Under perfect competition, if the economy is composed solely of employers having an aversion toward workers of group A, the members of this group obtain \(w_A= y-u\) and members of group B receives \(w_A= y\). Thus, individuals in the nondiscriminated group, i.e belonging in B, obtain a higher wage, equal to their productivity.

In the same setting, if the labor supply of both groups rises with wages, individuals in the discriminated group are, all other thing being equal, in employment less often.

If there exist employers who experiences no aversion for indfividuals in group A and if these employers can freely enter this labor market, the wage difference between the two groups will disapears. The null profit entails, on one hand, that the workers of group A and B obtain the same wage equal to their productivity (\(w_A=w_B\)). At the end, the employers experiencing an aversion towards workers of group A refrain form hiring these workers.

According to the theory advocated by Becker(1957), employer and employee discrimination resulting in persistent wage differences cannot occur in perfect competitive markets, in which by definition all workers are paid according to their marginal productivity. Hence, discriminaton occurs under imperfect competition.

Discrimnation is rarely observed directly. In most cases, it is impossible to disentagle what factor in wage differences among people holding the same job reflects individual differences or deliberate discriminatory decisions by the employer.

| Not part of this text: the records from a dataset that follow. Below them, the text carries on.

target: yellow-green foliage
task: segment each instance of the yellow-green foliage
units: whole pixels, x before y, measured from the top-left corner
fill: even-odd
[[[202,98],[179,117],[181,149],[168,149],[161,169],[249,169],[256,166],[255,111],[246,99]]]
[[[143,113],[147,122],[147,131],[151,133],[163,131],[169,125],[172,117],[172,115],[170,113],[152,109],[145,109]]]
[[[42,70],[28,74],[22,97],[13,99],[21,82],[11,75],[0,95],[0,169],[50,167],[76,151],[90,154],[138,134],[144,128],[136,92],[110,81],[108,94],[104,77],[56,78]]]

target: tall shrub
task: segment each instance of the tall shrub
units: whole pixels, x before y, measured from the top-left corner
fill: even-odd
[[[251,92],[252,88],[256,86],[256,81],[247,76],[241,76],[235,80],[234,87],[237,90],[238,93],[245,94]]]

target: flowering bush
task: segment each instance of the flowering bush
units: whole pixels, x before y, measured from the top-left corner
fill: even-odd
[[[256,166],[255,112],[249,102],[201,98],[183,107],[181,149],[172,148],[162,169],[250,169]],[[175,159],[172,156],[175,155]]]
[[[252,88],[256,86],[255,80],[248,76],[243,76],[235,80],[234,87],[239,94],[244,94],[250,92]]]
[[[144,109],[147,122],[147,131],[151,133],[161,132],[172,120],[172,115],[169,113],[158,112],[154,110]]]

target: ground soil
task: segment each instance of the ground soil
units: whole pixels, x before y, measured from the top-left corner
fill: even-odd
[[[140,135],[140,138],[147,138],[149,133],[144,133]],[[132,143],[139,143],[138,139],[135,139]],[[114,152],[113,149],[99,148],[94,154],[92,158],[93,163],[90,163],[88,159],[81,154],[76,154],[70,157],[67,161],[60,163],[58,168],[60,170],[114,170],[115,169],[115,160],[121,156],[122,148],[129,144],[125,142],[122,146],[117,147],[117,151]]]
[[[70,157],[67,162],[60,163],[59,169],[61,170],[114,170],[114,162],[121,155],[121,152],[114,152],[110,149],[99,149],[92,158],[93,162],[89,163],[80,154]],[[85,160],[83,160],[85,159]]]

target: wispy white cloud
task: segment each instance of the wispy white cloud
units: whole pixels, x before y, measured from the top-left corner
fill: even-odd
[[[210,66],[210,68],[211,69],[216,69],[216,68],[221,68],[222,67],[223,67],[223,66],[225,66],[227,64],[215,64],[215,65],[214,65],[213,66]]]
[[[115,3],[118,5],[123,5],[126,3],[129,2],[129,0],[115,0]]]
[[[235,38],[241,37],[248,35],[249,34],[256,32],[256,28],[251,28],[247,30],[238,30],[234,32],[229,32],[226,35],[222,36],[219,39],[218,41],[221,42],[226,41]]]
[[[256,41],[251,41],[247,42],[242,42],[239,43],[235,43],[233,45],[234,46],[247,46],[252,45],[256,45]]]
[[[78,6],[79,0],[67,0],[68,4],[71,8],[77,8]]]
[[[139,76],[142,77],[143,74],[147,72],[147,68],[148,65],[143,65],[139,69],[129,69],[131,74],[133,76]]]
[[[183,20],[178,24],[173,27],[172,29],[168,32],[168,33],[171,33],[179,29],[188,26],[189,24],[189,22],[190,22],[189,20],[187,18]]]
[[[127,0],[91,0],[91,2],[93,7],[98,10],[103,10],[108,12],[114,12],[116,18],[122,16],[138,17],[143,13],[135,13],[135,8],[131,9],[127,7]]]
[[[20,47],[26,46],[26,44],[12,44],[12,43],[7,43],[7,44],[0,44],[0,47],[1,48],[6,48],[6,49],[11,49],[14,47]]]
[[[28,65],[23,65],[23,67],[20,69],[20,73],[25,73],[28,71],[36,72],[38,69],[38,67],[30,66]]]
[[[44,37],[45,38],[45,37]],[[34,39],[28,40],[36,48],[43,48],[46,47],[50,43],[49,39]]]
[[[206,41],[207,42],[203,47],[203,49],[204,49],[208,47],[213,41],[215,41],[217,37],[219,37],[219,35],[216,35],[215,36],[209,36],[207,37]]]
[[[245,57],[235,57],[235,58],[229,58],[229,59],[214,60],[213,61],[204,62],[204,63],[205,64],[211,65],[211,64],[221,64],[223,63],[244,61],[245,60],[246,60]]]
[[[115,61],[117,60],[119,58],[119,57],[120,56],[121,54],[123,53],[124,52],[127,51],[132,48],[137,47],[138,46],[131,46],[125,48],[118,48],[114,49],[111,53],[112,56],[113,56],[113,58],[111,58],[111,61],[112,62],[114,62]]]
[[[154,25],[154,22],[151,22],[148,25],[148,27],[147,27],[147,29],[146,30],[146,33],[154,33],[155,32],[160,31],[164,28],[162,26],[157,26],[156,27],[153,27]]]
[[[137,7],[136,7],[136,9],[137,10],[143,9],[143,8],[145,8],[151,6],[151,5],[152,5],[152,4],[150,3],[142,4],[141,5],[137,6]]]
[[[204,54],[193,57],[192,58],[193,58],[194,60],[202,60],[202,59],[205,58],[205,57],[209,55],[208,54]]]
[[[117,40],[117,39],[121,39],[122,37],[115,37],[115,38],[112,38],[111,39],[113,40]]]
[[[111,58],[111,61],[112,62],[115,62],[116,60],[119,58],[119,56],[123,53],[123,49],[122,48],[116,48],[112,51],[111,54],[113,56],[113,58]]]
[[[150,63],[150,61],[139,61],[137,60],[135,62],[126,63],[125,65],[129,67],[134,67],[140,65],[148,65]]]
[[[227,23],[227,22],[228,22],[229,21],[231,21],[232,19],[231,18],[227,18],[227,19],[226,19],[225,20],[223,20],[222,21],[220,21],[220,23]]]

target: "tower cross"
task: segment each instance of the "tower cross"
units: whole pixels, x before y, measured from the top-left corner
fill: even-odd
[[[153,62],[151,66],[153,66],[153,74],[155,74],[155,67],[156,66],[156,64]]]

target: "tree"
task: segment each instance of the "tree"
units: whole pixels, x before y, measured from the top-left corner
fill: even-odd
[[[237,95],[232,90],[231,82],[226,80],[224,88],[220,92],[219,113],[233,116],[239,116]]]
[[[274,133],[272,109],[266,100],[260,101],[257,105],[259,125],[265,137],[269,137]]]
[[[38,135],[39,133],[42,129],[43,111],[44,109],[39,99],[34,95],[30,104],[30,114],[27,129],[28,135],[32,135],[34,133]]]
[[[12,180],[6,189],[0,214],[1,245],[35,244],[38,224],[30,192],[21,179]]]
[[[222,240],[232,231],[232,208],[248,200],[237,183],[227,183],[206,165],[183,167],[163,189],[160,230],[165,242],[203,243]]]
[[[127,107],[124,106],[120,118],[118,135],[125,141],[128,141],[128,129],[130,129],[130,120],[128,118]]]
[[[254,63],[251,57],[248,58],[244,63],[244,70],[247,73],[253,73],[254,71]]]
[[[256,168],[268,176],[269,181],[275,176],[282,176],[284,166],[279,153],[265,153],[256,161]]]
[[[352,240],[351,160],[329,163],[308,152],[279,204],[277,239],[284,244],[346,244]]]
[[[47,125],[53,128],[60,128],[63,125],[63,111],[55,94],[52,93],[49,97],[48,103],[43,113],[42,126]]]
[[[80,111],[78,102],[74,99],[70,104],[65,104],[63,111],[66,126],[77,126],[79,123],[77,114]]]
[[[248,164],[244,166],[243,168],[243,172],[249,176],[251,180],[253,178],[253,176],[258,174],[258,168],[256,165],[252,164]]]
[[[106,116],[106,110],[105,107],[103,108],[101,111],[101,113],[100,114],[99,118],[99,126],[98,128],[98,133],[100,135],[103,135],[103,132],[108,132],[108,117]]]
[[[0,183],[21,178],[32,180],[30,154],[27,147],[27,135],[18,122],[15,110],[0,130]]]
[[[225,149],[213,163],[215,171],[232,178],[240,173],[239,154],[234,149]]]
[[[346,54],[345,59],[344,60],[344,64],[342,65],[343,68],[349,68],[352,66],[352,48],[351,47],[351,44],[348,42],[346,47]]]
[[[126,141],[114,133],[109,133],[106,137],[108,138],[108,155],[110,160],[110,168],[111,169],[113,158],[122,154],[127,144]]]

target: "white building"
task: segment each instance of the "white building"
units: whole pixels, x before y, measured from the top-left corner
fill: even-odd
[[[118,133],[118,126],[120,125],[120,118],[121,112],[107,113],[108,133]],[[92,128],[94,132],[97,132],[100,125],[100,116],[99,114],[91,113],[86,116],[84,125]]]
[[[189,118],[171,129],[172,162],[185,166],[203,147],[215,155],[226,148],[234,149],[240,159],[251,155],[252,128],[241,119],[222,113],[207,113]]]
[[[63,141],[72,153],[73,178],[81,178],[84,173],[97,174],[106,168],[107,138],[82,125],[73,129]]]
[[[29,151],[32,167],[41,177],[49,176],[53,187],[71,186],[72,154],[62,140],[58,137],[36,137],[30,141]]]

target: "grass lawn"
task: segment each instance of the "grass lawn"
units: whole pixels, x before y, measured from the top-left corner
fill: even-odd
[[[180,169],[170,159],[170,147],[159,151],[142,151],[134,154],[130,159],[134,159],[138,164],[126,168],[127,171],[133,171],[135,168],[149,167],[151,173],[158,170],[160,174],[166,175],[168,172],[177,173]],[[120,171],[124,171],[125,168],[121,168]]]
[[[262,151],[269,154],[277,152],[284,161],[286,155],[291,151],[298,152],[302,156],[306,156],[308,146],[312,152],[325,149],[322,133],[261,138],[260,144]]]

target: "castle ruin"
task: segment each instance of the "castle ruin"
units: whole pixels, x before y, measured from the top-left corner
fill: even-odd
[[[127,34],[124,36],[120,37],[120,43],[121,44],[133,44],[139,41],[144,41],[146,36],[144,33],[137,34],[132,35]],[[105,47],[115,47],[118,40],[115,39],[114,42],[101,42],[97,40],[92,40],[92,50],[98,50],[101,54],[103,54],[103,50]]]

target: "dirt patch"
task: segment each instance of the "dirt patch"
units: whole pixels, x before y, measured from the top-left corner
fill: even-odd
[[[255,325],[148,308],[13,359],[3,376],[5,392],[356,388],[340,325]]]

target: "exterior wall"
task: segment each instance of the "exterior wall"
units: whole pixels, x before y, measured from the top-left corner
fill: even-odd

In this part, we will present two methods used by economist to quantify discrimination.

Estimations of wage equations : Including controls variables.

Decomposition methods

The standard approach consists of estimating an equation in which the logaithm of income is explained by a set of factors like the duration and quality of schooling, experience, and region and by dummy variables representing etchnic origin.

\[\Large \ln w_{i}=x_{i}\beta + \alpha F_i + \gamma Z_i + \varepsilon_i\]

Where

\(x_i\) is the vector of individual characteristics (age,schooling,experience)

\(F_i\) is a dummy variable, which take 1 if the worker is female

\(Z_i\) represents relevant factor in the labor market: tenure, experience and level of education.

In this equation, if the set of variables explaining wage is sufficiently rich, the value of \(\alpha\) should represent the discrimination against women.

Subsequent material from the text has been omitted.